Las nuevas directrices emitidas por el gobierno establecen que no se debe pedir a los cuidadores que paguen tarifas «complementarias» para cubrir costos como el alquiler, los servicios públicos o los recursos de aprendizaje cotidianos.
Los niños de nueve meses a cuatro años tienen actualmente derecho a entre 15 y 30 horas semanales de cuidado infantil financiado por el gobierno durante el período escolar, pero muchos padres informan que se les pide que paguen más.
Las quejas incluyen tarifas de inscripción por adelantado, depósitos no reembolsables y pagos recurrentes de libros, juguetes y artesanías. En algunos casos, las familias dijeron que se sentían presionadas a pagar para asegurar o mantener un lugar para sus hijos.
Las últimas directrices permiten que las guarderías sigan cobrando depósitos, pero establecen que los depósitos deben reembolsarse a menos que los padres ocupen el espacio.

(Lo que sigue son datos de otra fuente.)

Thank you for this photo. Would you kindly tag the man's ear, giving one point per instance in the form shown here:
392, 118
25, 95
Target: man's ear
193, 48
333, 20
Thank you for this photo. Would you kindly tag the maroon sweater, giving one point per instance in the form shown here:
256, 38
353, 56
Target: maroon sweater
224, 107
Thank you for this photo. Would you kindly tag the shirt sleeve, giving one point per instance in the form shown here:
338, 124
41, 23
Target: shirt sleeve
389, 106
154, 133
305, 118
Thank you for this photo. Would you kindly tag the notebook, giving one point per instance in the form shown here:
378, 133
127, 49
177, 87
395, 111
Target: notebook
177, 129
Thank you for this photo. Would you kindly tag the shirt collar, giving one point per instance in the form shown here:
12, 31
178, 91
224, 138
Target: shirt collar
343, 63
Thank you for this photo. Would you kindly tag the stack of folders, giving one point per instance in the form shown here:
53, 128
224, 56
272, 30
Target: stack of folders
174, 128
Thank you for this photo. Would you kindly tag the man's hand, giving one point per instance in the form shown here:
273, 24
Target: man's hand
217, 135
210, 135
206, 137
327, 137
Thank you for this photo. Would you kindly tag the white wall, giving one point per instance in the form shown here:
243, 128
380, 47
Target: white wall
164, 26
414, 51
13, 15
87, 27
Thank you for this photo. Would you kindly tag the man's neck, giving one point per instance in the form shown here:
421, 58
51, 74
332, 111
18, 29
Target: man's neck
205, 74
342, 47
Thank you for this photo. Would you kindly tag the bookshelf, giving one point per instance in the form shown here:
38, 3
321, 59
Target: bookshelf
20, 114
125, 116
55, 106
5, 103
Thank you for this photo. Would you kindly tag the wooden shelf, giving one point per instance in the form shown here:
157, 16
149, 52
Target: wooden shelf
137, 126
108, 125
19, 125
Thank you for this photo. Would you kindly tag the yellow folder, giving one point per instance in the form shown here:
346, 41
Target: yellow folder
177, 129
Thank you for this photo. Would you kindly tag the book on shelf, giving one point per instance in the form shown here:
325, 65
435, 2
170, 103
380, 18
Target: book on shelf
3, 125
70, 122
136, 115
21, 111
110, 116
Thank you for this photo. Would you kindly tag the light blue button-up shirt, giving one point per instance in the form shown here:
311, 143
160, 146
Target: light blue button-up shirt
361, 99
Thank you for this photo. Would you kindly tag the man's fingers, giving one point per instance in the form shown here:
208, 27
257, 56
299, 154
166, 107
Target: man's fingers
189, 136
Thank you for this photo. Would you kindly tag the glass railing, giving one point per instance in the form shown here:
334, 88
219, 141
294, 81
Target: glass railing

Las guarderías también tienen prohibido cobrar por los materiales de aprendizaje cotidianos, como juguetes, libros y materiales de manualidades. Los ministros dicen que estos elementos son fundamentales para la educación temprana y deben ser cubiertos por la financiación que reciben las guarderías.
La Secretaria de Educación, Bridget Phillipson, dijo a The Sun: «Los padres están ahorrando hasta £7.500 al año gracias a 30 horas de financiación para el cuidado de los niños, y el valor de estos ahorros no debería reducirse silenciosamente mediante pequeñas cuotas que se acumulan poco a poco cada semana».
«Cuando el dinero escasea, cada libra cuenta, por lo que estamos fortaleciendo nuestra orientación y dejando más claro lo que se debe y no se debe cobrar a los padres».
«Se debe proporcionar tiempo subsidiado sin costos ocultos y los padres no deben sentirse presionados a pagar más».